Uncle walked on slowly in a very sad and meditative mood. Aunt looked as if there was something that had overthrown all her high sentiment on her first Sunday of seeing the entrancing visions of the great Exposition. There were religious realities touching her soul now, and she walked on rapidly with Fanny, leaving Uncle behind. Johnny was flipping pebbles at some ducks in the lagoon and Uncle had stopped to look in at one of the doors of Liberal Arts hall. While he was standing there two dapper young men came walking hastily by. One caught sight of Uncle and quickly uttered a low whistle. His companion stopped short as the first one said: "Der's de old duffer; let's work him."
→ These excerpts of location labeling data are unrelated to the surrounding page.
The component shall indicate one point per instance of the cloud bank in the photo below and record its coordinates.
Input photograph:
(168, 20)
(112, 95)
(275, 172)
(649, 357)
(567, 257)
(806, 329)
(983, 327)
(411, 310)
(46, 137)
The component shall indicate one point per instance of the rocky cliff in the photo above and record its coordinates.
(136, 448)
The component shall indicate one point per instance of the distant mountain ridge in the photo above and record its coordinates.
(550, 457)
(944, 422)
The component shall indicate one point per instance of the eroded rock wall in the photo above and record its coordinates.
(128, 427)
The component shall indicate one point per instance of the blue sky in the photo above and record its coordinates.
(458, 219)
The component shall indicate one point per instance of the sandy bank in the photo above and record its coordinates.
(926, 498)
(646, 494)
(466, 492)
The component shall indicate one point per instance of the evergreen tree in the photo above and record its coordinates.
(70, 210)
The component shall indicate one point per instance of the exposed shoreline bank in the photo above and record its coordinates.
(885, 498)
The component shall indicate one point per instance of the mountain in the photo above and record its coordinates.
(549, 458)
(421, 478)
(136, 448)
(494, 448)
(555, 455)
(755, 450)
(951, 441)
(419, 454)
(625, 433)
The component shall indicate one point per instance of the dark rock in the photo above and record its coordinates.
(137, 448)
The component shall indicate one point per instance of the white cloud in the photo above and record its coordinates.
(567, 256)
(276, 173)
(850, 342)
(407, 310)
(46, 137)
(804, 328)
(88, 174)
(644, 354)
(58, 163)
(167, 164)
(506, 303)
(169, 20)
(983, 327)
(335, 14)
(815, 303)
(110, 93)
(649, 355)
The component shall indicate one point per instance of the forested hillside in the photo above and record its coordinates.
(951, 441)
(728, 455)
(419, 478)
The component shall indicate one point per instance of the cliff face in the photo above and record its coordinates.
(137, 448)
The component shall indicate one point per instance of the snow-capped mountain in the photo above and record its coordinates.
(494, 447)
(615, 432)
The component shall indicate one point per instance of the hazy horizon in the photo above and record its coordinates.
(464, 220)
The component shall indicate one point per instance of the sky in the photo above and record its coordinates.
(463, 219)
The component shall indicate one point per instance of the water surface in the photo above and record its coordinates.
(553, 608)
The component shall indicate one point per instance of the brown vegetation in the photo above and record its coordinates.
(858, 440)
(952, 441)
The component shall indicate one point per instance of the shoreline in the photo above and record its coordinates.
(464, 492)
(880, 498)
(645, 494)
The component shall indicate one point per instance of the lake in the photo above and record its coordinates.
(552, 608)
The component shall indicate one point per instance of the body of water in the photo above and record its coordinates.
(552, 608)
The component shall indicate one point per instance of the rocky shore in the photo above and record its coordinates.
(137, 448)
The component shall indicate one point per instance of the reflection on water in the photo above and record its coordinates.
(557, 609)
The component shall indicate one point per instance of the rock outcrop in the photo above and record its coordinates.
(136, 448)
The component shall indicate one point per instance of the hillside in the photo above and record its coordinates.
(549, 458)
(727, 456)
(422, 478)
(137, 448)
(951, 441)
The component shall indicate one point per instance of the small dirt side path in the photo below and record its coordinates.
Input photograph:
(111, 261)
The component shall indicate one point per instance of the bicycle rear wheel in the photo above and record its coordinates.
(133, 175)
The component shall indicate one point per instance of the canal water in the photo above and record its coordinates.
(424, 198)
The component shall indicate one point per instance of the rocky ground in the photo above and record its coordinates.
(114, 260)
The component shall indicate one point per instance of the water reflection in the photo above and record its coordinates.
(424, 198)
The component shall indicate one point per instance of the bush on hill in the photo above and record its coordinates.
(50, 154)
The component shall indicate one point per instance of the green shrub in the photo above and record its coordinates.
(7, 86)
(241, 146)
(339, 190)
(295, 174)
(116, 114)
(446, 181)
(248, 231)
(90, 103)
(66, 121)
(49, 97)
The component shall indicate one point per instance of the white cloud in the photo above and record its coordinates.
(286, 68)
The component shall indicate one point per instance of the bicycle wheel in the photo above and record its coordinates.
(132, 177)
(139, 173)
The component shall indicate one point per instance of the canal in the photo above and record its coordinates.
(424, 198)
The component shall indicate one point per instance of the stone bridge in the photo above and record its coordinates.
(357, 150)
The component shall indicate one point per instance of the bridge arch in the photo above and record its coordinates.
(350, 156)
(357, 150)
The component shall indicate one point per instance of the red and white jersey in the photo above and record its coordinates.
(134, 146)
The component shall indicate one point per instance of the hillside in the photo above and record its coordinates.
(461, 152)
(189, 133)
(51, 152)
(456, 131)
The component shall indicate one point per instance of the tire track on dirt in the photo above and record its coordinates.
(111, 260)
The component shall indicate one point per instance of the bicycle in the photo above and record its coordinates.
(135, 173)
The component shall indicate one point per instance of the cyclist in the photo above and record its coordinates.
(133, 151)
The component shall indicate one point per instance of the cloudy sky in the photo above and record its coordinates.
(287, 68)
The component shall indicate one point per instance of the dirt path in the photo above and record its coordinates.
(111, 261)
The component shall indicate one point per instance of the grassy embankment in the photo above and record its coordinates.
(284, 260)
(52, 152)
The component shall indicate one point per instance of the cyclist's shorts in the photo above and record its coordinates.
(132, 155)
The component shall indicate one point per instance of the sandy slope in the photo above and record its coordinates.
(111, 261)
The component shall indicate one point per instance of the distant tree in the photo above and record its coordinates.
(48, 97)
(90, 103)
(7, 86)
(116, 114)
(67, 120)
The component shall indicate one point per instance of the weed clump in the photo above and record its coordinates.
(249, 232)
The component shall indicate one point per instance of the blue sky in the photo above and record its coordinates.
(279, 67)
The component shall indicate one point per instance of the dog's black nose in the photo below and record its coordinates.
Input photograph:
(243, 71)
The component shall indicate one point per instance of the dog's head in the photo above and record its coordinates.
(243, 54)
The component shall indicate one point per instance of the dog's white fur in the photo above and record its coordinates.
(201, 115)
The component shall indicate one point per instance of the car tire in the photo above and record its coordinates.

"Naw, we can't do it. He'll remember me mistake in change an' de blasted trainboy biz."
"'I'll bet you a fiver he don't! You're trigged out altogether new, an' your gran'mother wouldn't know ye."
"Nothin' like tryin', so here goes," and the speaker walked on a few steps and half concealed himself behind a column, close enough to hear all that was said.
"Well, how do you do, Deacon Jones? I am awfully surprised. It's like two needles meeting in a haystack for us to meet here. Isn't it now! It's a long time since I saw you back in old Barnville, Sage county, Indiana; but I remembered you the minute I clapped my eyes on you. I suspect you'd like to hear from some of your old neighbors."
The speaker was still holding Uncle's hand, and Uncle was looking at him in a bewildered manner, as if searching intensely in the picture gallery of memory's old time faces.
"I see you can't place me, but I guess it's 'cause I was only a chunk of a lad, but I see you often in the 'amen corner' of the Barnville Baptist church. You see my father was killed in one of the battles before Atlanta, and mother and me, when I was a boy, didn't have much to live on, only our pension. So I had to work hard, and didn't git around much for to be seen by anybody. I was converted and joined the church just about the time you moved away. Then I went into Mr. Monroe's store and got to be chief clerk, and then when the bank was opened at Barnville I was made cashier, and in three or four years I was called to be cashier in the First National here, so you see I have been more successful than most of the poor boys about Barnville whose fathers never came back from defending their country."
"I SEE YOU CAN'T PLACE ME."
"Ah, my boy," said Uncle, "my heart always warms up for my comrades' children. I believe I recollect you now. Wasn't you the boy what swum out into the crick at high water, when the bridge went down while preacher Barker's wife was crossing with her baby to bring him back from Bethel, and towed 'em safe to shore?"